酒と思索の迷宮『いつもの宵の、酔い語り』第69夜

東西ドイツ統合前夜。東独、仰天の世相! 3
先号では東西ドイツ統合前夜の驚きの道路事情や観光施設をあれこれ語らせてもらったが、その旅での“食”と“泊”でも驚きの実情があったのだ。今宵はそれを語って、東独消滅前夜の表情全貌としたい。
旅の楽しみの一つにその地方地方の“食”がまず挙げられるのだが、私のこの10日間ばかりの旅での食体験。それは誰に話しても俄かには信じてもらえない、“そんな馬鹿な……。”というレベルの奇怪な話なのである。
食事は通常、レストランで。あるいはカフェでの軽食、街中のスナックスタンドでの立ち食いがその90%以上を占める。話はそのレストランでの体験だ。
最初に入ったレストランは東独での初日の昼食。ここは超満員で立って待つ客も多く諦め、その近くのヴルスト(ソーセージ)スタンドでブラート(焼き)ヴルストを食べて凌いだ。これは日本ではフランクフルトと呼ぶもので日本のよりも一回り太く長い。全長20㎝ちょっとの真ん中辺りを直径7〜8㎝のブレッチェンという丸くて硬いパンで挟んで、パンを持って食べる。これで手が汚れないという訳だが、そのパンの左右にはみ出したソーセージの長さのアンバランスさが、日本人の感性からは大幅にズレていてかなり奇妙なのだが味は特級品だ。
で、これを食べながら、先ほど諦めたレストランの混雑ぶりから察するに、よほどの人気店だろうとそう信じて疑わなかったのである。
そしてこの夜、難行苦行で取れたホテル近くのレストランに出かけると、この店もまた超満員。2時間後の予約をしてその時間に行ってみると、早くもラストオーダーの時間である。そしてメニューも「ハンバーグ」もどき料理の野菜添えしかないという。私はこれ以外を“売り切れ”か?と好意的解釈。これを西独では珍しい「フォン・ファス(生ビール)」ではない瓶ビールで流し込むように食べてこの夜のディナーとしたのだった。

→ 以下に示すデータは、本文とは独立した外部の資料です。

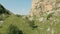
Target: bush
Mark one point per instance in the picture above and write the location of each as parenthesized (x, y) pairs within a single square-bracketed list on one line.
[(14, 30)]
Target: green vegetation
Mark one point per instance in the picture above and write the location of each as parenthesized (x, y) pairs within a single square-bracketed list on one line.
[(20, 24)]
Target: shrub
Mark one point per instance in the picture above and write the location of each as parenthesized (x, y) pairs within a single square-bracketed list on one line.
[(14, 30)]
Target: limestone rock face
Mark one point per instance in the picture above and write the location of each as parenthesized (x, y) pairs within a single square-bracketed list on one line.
[(41, 6)]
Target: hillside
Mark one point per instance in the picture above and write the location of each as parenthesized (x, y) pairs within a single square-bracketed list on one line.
[(44, 23)]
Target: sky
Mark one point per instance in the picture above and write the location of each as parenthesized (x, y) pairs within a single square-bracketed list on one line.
[(21, 7)]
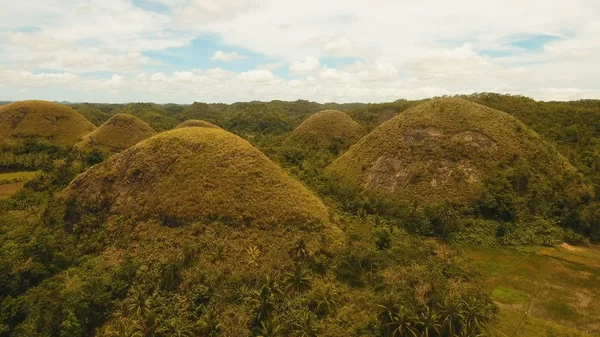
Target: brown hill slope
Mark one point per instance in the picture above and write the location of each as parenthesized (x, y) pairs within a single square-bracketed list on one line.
[(118, 133), (196, 123), (454, 151), (193, 174), (326, 131), (43, 121)]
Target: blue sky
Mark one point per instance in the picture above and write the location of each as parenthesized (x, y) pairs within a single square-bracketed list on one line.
[(236, 50)]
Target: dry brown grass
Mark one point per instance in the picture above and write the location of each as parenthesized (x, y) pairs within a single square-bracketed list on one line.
[(326, 131), (194, 174), (47, 122), (8, 190), (443, 151), (120, 132), (196, 123)]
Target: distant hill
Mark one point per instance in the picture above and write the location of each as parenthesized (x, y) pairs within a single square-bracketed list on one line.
[(46, 122), (194, 174), (452, 151), (153, 114), (118, 133), (197, 123), (326, 131)]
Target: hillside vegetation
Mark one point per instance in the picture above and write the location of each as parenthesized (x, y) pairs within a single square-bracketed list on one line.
[(46, 122), (153, 114), (330, 131), (197, 123), (116, 134), (196, 232), (196, 173), (454, 152)]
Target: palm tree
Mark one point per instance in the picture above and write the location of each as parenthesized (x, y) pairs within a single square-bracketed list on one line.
[(253, 255), (139, 303), (124, 328), (387, 309), (474, 313), (300, 250), (176, 327), (219, 252), (447, 218), (263, 302), (298, 280), (402, 324), (429, 323), (274, 286), (451, 315), (103, 331), (209, 325), (325, 301), (305, 327), (269, 328)]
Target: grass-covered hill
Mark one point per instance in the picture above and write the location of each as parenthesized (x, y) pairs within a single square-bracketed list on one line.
[(153, 114), (452, 151), (46, 122), (196, 123), (194, 174), (330, 131), (118, 133)]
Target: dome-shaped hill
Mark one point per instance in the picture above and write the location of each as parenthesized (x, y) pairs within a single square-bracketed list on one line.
[(196, 123), (450, 151), (327, 131), (196, 174), (118, 133), (47, 122)]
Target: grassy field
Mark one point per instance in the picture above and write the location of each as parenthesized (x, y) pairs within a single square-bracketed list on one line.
[(543, 291), (12, 182)]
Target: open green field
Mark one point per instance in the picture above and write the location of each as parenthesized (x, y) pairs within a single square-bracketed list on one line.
[(543, 291), (13, 182)]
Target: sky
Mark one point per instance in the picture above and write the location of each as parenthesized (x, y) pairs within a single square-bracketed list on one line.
[(182, 51)]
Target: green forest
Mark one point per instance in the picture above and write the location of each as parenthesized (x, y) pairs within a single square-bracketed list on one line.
[(436, 217)]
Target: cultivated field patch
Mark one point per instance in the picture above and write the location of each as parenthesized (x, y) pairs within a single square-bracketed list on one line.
[(543, 291)]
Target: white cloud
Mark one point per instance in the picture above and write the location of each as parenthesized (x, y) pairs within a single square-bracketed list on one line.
[(309, 65), (202, 11), (219, 55), (270, 66), (402, 50)]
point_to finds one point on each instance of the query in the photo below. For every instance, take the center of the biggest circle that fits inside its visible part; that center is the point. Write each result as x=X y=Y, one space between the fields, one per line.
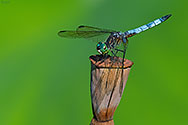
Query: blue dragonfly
x=114 y=39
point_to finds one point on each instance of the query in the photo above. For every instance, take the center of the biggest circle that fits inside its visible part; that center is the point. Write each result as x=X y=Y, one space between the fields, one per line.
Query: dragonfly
x=114 y=38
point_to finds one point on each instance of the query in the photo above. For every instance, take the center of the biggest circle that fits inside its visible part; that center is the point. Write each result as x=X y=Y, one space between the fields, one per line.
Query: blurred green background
x=45 y=79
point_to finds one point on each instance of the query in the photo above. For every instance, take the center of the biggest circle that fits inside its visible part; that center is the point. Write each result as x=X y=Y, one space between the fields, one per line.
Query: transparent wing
x=87 y=32
x=90 y=28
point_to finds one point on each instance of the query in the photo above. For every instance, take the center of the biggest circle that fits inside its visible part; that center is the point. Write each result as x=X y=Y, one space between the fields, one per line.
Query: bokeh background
x=45 y=79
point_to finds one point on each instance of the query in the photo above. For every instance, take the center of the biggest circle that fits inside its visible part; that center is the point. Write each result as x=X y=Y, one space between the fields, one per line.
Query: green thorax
x=102 y=48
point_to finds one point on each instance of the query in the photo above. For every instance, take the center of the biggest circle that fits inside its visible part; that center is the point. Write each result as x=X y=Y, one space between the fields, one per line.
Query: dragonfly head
x=102 y=48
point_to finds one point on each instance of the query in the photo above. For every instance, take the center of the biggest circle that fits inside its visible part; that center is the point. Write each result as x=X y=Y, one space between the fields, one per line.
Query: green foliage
x=44 y=79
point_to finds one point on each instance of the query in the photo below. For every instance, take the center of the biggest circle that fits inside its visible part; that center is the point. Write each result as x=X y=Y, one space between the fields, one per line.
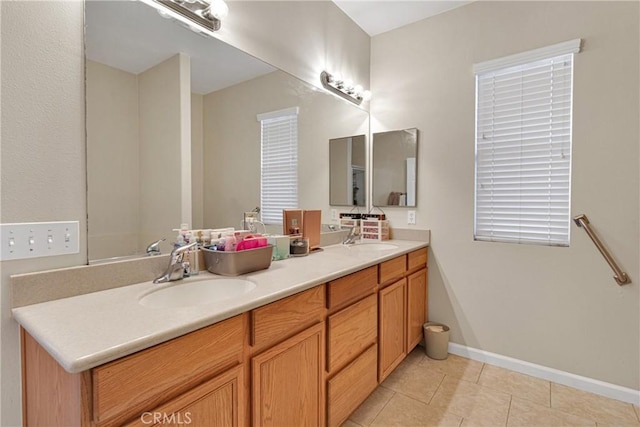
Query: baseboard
x=565 y=378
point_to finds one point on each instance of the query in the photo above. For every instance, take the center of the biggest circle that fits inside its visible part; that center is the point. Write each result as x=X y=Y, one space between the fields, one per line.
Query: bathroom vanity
x=306 y=347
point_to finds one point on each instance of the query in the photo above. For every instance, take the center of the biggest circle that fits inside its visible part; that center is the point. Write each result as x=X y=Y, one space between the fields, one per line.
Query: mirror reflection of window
x=394 y=180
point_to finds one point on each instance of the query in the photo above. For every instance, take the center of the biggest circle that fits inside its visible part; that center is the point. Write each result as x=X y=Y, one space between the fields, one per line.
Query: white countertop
x=85 y=331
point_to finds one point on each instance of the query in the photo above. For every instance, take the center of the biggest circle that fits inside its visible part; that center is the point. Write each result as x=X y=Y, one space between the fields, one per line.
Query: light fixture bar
x=191 y=11
x=339 y=88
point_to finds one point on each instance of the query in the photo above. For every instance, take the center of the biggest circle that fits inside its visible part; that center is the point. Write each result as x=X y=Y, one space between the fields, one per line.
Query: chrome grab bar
x=619 y=275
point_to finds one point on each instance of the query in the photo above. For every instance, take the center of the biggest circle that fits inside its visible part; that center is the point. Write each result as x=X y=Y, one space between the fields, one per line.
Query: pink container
x=251 y=242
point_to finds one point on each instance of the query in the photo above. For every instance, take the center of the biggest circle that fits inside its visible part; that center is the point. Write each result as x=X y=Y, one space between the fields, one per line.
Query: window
x=279 y=163
x=523 y=146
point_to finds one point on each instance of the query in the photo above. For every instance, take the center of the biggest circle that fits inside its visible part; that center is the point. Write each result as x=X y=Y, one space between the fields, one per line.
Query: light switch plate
x=411 y=217
x=39 y=239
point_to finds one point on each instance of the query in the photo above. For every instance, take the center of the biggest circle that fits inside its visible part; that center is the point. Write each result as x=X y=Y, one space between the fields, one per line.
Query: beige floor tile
x=525 y=413
x=415 y=356
x=618 y=424
x=403 y=411
x=414 y=381
x=481 y=405
x=598 y=408
x=520 y=385
x=456 y=366
x=370 y=408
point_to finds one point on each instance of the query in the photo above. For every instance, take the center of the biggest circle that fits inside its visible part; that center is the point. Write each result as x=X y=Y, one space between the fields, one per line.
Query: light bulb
x=219 y=9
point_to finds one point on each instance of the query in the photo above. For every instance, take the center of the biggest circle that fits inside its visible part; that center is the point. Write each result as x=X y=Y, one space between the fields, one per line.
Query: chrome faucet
x=177 y=266
x=354 y=234
x=154 y=248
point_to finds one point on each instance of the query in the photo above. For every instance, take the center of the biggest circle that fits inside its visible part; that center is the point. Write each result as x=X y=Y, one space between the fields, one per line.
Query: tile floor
x=464 y=392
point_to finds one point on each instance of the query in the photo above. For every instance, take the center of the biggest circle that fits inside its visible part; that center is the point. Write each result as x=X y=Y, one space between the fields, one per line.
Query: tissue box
x=280 y=246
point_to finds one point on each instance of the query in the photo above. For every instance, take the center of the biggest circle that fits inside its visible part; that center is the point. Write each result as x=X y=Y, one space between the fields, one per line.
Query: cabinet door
x=416 y=307
x=350 y=332
x=392 y=332
x=216 y=403
x=288 y=383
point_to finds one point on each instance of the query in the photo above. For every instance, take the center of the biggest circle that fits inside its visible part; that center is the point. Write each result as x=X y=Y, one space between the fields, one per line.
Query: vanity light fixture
x=207 y=15
x=344 y=88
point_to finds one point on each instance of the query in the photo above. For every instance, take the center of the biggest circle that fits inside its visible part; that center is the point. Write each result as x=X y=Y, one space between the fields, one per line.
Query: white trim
x=550 y=374
x=571 y=46
x=293 y=111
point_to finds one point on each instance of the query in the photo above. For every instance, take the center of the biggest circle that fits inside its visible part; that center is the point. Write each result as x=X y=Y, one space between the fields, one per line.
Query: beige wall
x=301 y=37
x=162 y=124
x=197 y=160
x=113 y=161
x=42 y=149
x=232 y=143
x=557 y=307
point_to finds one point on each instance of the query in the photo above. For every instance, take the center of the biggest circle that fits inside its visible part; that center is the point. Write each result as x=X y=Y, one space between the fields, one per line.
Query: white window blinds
x=279 y=163
x=523 y=147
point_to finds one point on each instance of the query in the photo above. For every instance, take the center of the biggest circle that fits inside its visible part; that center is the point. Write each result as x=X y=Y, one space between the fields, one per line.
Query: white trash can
x=436 y=340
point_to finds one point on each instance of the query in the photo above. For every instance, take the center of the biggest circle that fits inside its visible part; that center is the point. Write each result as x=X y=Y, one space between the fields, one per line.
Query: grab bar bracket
x=620 y=276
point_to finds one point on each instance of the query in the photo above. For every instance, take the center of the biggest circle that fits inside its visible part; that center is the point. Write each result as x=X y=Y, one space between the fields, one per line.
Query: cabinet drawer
x=393 y=269
x=126 y=387
x=349 y=388
x=282 y=319
x=351 y=331
x=215 y=403
x=351 y=288
x=417 y=259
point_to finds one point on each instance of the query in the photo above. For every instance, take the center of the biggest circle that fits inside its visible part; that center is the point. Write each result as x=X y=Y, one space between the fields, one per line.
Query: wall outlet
x=39 y=239
x=411 y=217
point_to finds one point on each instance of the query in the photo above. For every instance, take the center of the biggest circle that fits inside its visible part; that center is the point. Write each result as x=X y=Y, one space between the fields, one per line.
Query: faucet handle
x=154 y=248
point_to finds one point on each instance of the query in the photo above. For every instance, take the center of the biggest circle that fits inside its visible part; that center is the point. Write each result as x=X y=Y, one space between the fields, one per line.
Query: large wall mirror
x=347 y=167
x=172 y=129
x=394 y=168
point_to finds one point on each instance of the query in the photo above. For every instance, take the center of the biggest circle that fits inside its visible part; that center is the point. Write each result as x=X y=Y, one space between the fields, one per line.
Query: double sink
x=200 y=292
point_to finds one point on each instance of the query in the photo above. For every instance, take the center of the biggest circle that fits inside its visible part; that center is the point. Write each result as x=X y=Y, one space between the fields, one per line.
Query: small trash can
x=436 y=340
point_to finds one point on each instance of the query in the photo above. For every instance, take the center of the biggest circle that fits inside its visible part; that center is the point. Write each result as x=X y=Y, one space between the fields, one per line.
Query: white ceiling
x=131 y=36
x=379 y=16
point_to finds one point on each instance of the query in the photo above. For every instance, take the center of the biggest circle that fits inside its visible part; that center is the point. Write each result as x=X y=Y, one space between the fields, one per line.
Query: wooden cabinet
x=349 y=289
x=350 y=332
x=392 y=327
x=274 y=322
x=124 y=390
x=288 y=383
x=216 y=403
x=416 y=307
x=351 y=386
x=300 y=361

結論から先に述べると、この夜のレストラン事情と寸分違わぬ光景が、この先10日余りも続いたのである。
つまり、こう言う事だ。全国どこに行っても、どこのレストランに行っても、メニューの料理名は違うのだが内容は全く同じ。“それ”以外のメニューは存在しなかったのである。ハンバーグもどきの焼いたのか、煮込んだのか。二品択一。これにデラックス版があって、ハンバーグの上に目玉焼きが乗せてある。更に極上を望めば人参とジャガイモのみの野菜添えだ。
メニューはドイツ語でシュパイゼカルテというが、見せてくれと頼むと、今は他に料理もないから言葉で説明するという。たった2品目だから十分である。おまけに生ビールが無い。西独のレストランではまず出ることのない瓶ビールだけ。物不足も極まっていたのである。加えて東独市民の旅行が自由化されたため、大勢が一斉に出かけた。
結果、私の常用する2ndクラスの安ホテルはどこも満室。空室があることが一目で分かる場合でも、これまで同様の当局のきついお咎めを恐れて、私のような正体不明の謎の外国人は泊めないのだ。
で、一考。超高級な普通の東独人ならば手が出そうもない古城ホテルやクアハウス(温泉宿泊施設)ならばどうかと案じて恐る恐る飛び込んでみると、すんなりとOKだったのである。確率100%。そしてその値段。古風で広々と豪壮なツインルームで超安の100〜140西独マルク(8,000〜11,000円)。食事以外は私の人生の最初で最後の大豪遊三昧を日々させてもらうこととなった。
しかし、超高級ホテルの食事も世間並みのハンバーグ2本立てオンリー。私はこの時以来30数年、ハンバーグだけは食べていない。挽肉に対する拒絶反応が沁み付いたままである。
自国通貨のレートが不安だらけの時節に、安定度世界No.1の西独マルクの現金は、実勢価格の4〜5倍の価値を持つ。その恩恵にあずかった形ではあるけれど、長年、町人暮らしオンリーの私が、金持ち気分も同時に味わえた10日間だったのである。